Configure dbt workflow from OpenMetadata UI

Learn how to configure the dbt workflow from the UI to ingest dbt data from your data sources.

OpenMetadata supports both dbt Core and dbt Cloud for databases. After metadata ingestion, OpenMetadata extracts model information from dbt and integrates it accordingly.
Additionally, dbt Cloud supports executing models directly. OpenMetadata enables ingestion of these executions as a Pipeline Service for enhanced tracking and visibility.

UI Configuration

Once the metadata ingestion runs correctly and we are able to explore the service Entities, we can add the dbt information.

This will populate the dbt tab from the Table Entity Page.

dbt

We can create a workflow that will obtain the dbt information from the dbt files and feed it to OpenMetadata. The dbt Ingestion will be in charge of obtaining this data.

1. Add a dbt Ingestion

From the Service Page, go to the Ingestions tab to add a new ingestion and click on Add dbt Ingestion.

Add dbt Ingestion

2. Configure the dbt Ingestion

Here you can enter the configuration required for OpenMetadata to get the dbt files (manifest.json, catalog.json and run_results.json) required to extract the dbt metadata. Select any one of the source from below from where the dbt files can be fetched:

Only the manifest.json file is compulsory for dbt ingestion.

1. AWS S3 Buckets

OpenMetadata connects to the AWS s3 bucket via the credentials provided and scans the AWS s3 buckets for manifest.json, catalog.json and run_results.json files.
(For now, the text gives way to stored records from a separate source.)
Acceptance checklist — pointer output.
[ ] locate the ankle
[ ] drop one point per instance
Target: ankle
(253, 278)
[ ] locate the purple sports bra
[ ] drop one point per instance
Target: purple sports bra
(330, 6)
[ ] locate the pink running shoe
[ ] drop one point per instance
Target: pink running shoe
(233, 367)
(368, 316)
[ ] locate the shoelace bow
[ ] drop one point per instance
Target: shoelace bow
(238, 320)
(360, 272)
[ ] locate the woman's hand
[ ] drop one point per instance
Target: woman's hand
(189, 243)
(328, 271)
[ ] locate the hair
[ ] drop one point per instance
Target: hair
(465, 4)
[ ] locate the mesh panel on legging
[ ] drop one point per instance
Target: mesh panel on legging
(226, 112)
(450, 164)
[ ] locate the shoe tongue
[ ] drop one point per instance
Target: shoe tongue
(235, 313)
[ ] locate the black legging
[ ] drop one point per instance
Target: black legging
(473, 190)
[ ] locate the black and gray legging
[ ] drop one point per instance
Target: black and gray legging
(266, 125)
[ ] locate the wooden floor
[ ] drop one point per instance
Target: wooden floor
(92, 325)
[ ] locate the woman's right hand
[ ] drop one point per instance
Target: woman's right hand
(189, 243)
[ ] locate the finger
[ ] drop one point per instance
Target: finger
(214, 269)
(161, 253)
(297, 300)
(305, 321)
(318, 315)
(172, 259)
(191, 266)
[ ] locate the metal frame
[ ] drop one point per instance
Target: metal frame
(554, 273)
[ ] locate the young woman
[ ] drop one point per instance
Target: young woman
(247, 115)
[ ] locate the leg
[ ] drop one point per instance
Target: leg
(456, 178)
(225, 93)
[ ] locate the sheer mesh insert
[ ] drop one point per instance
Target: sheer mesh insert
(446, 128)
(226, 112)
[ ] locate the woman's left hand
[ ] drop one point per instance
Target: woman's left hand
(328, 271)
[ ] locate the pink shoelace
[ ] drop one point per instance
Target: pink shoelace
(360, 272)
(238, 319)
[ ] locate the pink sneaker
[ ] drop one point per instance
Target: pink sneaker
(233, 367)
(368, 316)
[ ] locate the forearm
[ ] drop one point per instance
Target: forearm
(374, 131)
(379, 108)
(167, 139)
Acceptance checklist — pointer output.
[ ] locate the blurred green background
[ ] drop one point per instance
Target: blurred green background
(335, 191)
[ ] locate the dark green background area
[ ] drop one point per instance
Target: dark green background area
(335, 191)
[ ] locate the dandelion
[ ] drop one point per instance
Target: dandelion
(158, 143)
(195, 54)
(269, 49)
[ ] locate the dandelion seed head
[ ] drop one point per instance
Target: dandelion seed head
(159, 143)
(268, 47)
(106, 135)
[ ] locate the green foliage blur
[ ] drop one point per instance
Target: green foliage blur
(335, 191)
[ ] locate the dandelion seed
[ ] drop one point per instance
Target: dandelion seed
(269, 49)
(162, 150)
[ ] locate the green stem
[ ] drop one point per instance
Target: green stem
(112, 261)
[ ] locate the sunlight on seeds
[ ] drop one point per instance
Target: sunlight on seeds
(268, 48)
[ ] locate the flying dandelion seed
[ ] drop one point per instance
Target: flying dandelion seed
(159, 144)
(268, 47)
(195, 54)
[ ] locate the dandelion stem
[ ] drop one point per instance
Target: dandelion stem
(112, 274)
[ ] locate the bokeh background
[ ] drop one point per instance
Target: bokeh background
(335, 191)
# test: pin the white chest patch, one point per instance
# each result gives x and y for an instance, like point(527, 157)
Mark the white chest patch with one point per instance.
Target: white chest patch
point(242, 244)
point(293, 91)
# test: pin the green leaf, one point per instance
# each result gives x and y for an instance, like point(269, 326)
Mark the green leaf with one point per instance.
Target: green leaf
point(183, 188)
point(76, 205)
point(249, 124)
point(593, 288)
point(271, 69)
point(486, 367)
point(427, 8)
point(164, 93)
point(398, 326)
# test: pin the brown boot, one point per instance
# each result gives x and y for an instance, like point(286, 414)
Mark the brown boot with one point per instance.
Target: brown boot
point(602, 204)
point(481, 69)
The name of the s3 bucket and prefix path to the folder in which the dbt files are stored can be provided. In the case where these parameters are not provided all the buckets are scanned for the files.

Follow the link here for instructions on setting up multiple dbt projects.

AWS S3 Bucket Config

2. Google Cloud Storage Buckets

OpenMetadata connects to the GCS bucket via the credentials provided and scans the gcp buckets for manifest.json, catalog.json and run_results.json files.

The name of the GCS bucket and prefix path to the folder in which the dbt files are stored can be provided. In the case where these parameters are not provided all the buckets are scanned for the files.

GCS credentials can be stored in two ways:

1. Entering the credentials directly into the form

Follow the link here for instructions on setting up multiple dbt projects.

GCS Bucket config

2. Entering the path of file in which the GCS bucket credentials are stored.

GCS Bucket Path Config

For more information on Google Cloud Storage authentication click here.

3. Azure Storage Buckets

OpenMetadata connects to the Azure Storage service via the credentials provided and scans the AWS s3 buckets for manifest.json, catalog.json and run_results.json files.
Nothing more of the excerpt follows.